There can be some overhead involved in transforming problem A into problem B. If B can be reduced to A using polynomial overhead, we say that it is efficiently reducible. [15/n]
So how does this relate to P≟NP?

The hardest problems in NP are called NP-complete, and this group includes many important problems/applications:
- Graph coloring
- Scheduling
- Internet routing
- Physics + chem simulations
- Drug engineering
- Delivery logistics
[16/n]
Importantly, if you have an NP-complete problem X, you can efficiently reduce any NP problem to X - including all other NP-complete problems!

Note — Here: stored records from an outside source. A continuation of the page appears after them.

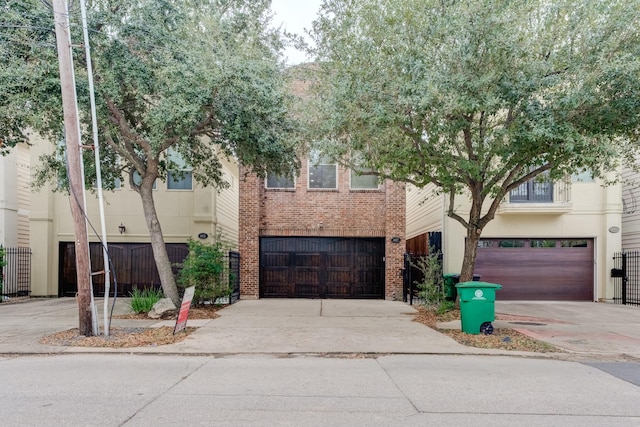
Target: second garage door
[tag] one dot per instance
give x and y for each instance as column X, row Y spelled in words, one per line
column 538, row 269
column 321, row 267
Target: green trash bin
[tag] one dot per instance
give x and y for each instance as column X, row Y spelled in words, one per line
column 450, row 281
column 477, row 306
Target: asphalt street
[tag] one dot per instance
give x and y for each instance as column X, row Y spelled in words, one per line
column 267, row 390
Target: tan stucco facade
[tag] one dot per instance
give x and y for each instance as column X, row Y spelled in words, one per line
column 183, row 214
column 586, row 210
column 14, row 197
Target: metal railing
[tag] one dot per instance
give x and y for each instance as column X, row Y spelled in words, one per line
column 16, row 274
column 626, row 278
column 540, row 191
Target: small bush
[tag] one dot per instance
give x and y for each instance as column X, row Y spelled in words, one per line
column 2, row 264
column 206, row 268
column 431, row 288
column 142, row 301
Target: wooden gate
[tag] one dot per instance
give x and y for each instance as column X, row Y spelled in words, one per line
column 132, row 264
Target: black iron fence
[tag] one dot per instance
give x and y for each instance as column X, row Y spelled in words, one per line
column 16, row 274
column 234, row 276
column 626, row 278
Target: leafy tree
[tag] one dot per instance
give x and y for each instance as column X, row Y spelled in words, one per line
column 477, row 96
column 200, row 78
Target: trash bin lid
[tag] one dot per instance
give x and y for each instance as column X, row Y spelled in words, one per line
column 479, row 285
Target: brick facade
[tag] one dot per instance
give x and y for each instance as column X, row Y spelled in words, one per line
column 320, row 213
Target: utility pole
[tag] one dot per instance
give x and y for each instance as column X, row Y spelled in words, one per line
column 72, row 136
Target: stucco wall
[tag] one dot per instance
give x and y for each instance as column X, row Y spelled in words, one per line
column 592, row 210
column 182, row 215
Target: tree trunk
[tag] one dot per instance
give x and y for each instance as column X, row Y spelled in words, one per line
column 470, row 252
column 158, row 246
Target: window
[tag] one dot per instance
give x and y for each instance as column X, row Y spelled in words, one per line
column 582, row 176
column 574, row 244
column 179, row 176
column 536, row 190
column 543, row 243
column 137, row 179
column 361, row 181
column 511, row 244
column 280, row 181
column 323, row 172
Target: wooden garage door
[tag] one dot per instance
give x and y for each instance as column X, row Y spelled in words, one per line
column 321, row 267
column 538, row 269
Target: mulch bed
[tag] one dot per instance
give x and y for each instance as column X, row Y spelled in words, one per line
column 131, row 337
column 502, row 339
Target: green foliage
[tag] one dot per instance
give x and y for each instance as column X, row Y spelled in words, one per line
column 431, row 287
column 477, row 97
column 206, row 268
column 202, row 79
column 2, row 264
column 142, row 301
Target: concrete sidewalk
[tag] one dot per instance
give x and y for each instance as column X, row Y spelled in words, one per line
column 299, row 326
column 271, row 326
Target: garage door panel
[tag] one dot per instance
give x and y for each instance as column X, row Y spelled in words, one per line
column 322, row 268
column 532, row 273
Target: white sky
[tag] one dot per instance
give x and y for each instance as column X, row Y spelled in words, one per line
column 295, row 16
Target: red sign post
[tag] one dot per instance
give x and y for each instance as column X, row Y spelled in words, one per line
column 183, row 314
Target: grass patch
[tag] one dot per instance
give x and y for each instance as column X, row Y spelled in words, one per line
column 142, row 301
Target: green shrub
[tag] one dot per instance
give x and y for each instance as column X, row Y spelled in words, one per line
column 431, row 287
column 142, row 301
column 206, row 268
column 2, row 264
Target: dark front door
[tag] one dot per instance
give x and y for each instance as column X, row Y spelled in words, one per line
column 321, row 267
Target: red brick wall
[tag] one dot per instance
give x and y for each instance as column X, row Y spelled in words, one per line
column 325, row 213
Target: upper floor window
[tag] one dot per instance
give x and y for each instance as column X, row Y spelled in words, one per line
column 363, row 179
column 280, row 181
column 582, row 176
column 536, row 190
column 179, row 176
column 323, row 171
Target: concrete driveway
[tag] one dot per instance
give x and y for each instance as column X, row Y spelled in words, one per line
column 290, row 326
column 582, row 328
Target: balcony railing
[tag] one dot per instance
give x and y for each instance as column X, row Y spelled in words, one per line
column 539, row 197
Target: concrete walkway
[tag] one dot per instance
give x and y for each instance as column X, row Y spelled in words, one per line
column 299, row 326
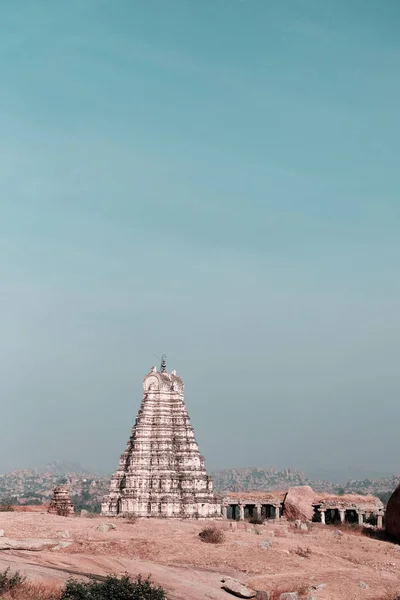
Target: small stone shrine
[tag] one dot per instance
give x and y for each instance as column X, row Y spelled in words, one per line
column 61, row 502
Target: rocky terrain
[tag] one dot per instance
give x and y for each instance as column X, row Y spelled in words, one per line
column 319, row 561
column 87, row 489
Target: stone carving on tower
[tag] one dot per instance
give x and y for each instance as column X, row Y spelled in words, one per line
column 161, row 472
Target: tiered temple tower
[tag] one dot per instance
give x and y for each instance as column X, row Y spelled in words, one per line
column 161, row 472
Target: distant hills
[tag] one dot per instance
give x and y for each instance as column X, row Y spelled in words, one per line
column 35, row 486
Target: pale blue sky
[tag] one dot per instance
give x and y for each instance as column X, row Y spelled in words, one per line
column 216, row 180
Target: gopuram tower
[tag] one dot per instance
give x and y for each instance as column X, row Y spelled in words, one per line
column 161, row 472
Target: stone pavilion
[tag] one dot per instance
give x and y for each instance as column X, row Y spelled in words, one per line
column 161, row 472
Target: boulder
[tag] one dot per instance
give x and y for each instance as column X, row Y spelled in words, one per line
column 393, row 515
column 298, row 503
column 237, row 588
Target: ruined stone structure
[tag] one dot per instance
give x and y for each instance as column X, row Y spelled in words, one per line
column 243, row 505
column 61, row 502
column 161, row 472
column 351, row 508
column 393, row 515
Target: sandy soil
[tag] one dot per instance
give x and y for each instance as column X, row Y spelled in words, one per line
column 351, row 566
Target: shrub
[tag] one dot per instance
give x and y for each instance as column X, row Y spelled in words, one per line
column 9, row 581
column 113, row 588
column 212, row 535
column 303, row 552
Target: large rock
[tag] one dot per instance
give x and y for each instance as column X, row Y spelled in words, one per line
column 298, row 503
column 237, row 589
column 393, row 515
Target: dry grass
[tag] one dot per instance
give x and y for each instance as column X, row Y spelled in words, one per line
column 302, row 590
column 303, row 552
column 212, row 535
column 33, row 591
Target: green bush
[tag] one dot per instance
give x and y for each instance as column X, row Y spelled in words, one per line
column 112, row 588
column 8, row 581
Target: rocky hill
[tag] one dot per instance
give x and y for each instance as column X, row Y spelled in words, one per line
column 235, row 480
column 36, row 486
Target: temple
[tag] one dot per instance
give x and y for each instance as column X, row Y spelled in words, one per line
column 161, row 472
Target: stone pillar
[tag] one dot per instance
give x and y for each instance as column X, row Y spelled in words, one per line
column 241, row 509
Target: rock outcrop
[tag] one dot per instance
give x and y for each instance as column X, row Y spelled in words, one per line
column 161, row 472
column 298, row 503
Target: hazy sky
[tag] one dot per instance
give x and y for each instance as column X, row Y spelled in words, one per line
column 216, row 180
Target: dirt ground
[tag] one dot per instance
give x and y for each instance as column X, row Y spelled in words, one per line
column 351, row 566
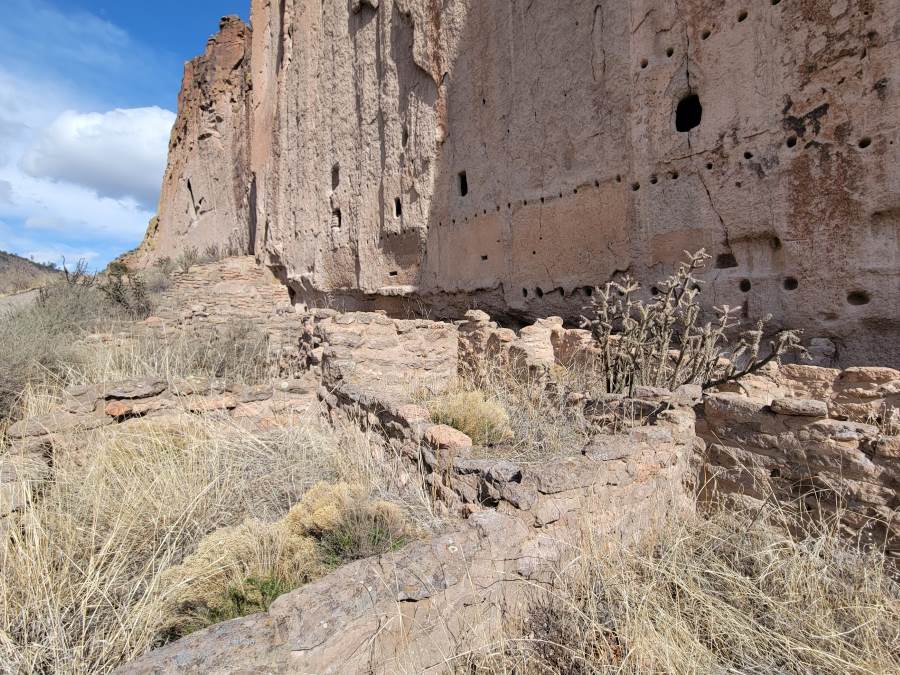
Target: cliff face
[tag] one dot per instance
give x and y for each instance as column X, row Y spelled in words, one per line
column 511, row 155
column 204, row 193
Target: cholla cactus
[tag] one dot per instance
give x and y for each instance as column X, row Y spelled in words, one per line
column 664, row 344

So if you prove P=NP and find an efficient algorithm for even one NP-complete problem, you can use it to solve *every* NP problem! [17/n]
Proving that P=NP constructively would profoundly change the world, but it would also break the internet! NP problems are perfect for encryption, and almost all modern cryptographic systems operate on the assumption that P≠NP. [18/n]
In public-key cryptography, you want a problem that is hard to solve but easy to verify. In RSA encryption, it is hard to factor a 1024-bit number to get the private key needed to decrypt the message, but easy to verify the decryption given the private+public key. [19/n]
So if P=NP, almost all modern security systems need to be redesigned. P equalling NP would (probably) be even worse for cryptography than quantum computers! Although that's a whole separate thread for another day...

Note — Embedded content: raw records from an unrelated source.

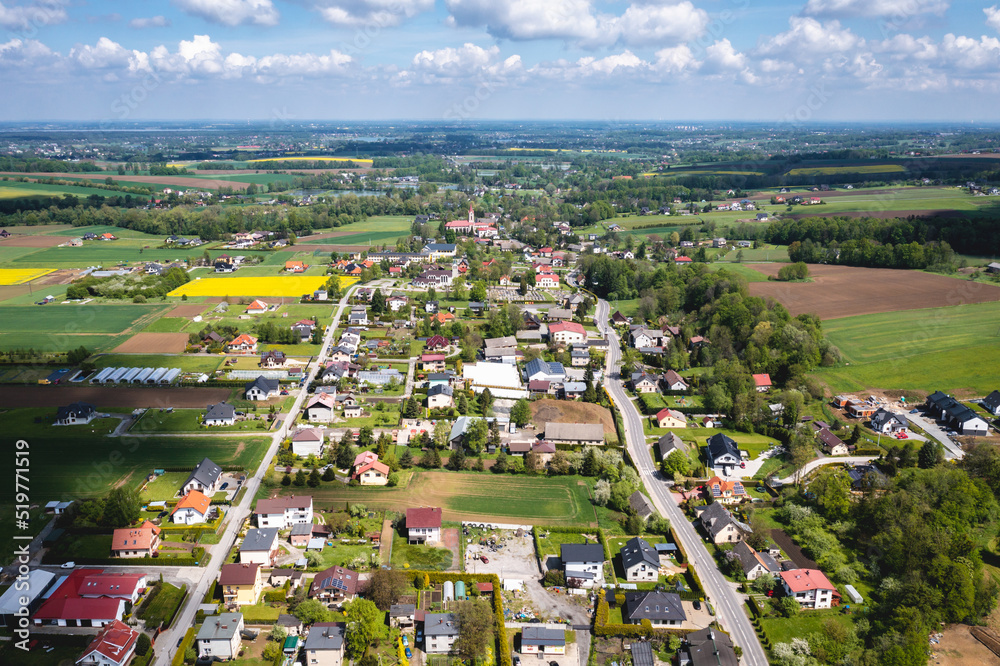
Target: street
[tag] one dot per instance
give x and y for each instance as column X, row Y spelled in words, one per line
column 727, row 602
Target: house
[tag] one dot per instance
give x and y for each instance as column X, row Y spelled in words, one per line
column 670, row 418
column 670, row 444
column 991, row 403
column 439, row 397
column 370, row 471
column 567, row 332
column 583, row 564
column 219, row 636
column 440, row 632
column 260, row 546
column 539, row 370
column 325, row 644
column 320, row 407
column 810, row 587
column 78, row 413
column 192, row 509
column 886, row 422
column 89, row 598
column 243, row 343
column 140, row 541
column 205, row 477
column 334, row 585
column 281, row 512
column 542, row 641
column 762, row 382
column 833, row 445
column 708, row 647
column 114, row 645
column 576, row 434
column 257, row 307
column 721, row 526
column 219, row 414
column 273, row 359
column 640, row 561
column 423, row 525
column 662, row 609
column 723, row 453
column 261, row 388
column 241, row 584
column 308, row 441
column 726, row 492
column 643, row 383
column 432, row 362
column 755, row 564
column 673, row 382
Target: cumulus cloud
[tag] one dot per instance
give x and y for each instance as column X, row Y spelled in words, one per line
column 151, row 22
column 380, row 13
column 895, row 9
column 231, row 12
column 33, row 15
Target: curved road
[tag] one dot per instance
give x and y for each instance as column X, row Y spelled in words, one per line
column 166, row 644
column 727, row 602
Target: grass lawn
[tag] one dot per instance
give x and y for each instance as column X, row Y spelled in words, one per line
column 950, row 349
column 405, row 556
column 476, row 496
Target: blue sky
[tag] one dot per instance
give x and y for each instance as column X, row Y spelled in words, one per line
column 760, row 60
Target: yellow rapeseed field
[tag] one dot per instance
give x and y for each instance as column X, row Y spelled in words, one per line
column 21, row 275
column 302, row 158
column 278, row 286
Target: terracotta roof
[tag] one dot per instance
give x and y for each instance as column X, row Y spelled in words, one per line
column 196, row 500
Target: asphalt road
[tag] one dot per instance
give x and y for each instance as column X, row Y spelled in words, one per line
column 728, row 604
column 166, row 644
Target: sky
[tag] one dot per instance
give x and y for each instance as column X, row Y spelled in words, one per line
column 778, row 61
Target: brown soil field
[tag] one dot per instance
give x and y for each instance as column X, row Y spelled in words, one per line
column 33, row 395
column 845, row 291
column 153, row 343
column 187, row 310
column 33, row 241
column 561, row 411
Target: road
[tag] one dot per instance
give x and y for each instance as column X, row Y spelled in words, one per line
column 727, row 602
column 167, row 642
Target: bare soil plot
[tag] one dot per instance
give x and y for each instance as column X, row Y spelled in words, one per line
column 187, row 310
column 845, row 291
column 106, row 396
column 558, row 411
column 153, row 343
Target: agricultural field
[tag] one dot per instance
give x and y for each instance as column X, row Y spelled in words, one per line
column 10, row 276
column 954, row 349
column 57, row 327
column 476, row 496
column 278, row 286
column 845, row 291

(Un?)fortunately, most scientists believe that P≠NP. [20/n]
Scott Aaronson puts this well: "If P=NP, then the world would be a profoundly different place than we usually assume it to be. There would be no special value in "creative leaps," no fundamental gap between solving a problem and recognizing the solution once it's found... [21/n]
...Everyone who could appreciate a symphony would be Mozart; everyone who could follow a step-by-step argument would be Gauss; everyone who could recognize a good investment strategy would be Warren Buffett." [22/n]
Even if P≠NP, a proof of this would still greatly deepen our understanding of complexity. It would also help us know how powerful quantum computers are! The relationship between BQP (problems easily solvable on a QC) - and other complexity classes isn't well understood. [23/n]
I just hit the Twitter thread limit, so I'll wrap this up 😂

I'm happy to answer any questions people have!

If you want to learn more about complexity, I recommend Chris Umans' notes (users.cms.caltech.edu/~umans/cs21/in…) and Michael Sipser's classic text (amzn.to/32ZGcSB)

[24/24]
An equivalent definition (and where the N comes from) is that NP is the set of problems solvable on a nondeterministic Turing machine in polynomial time. An NTM is basically a Turing machine that can explore every branch of a computation at once.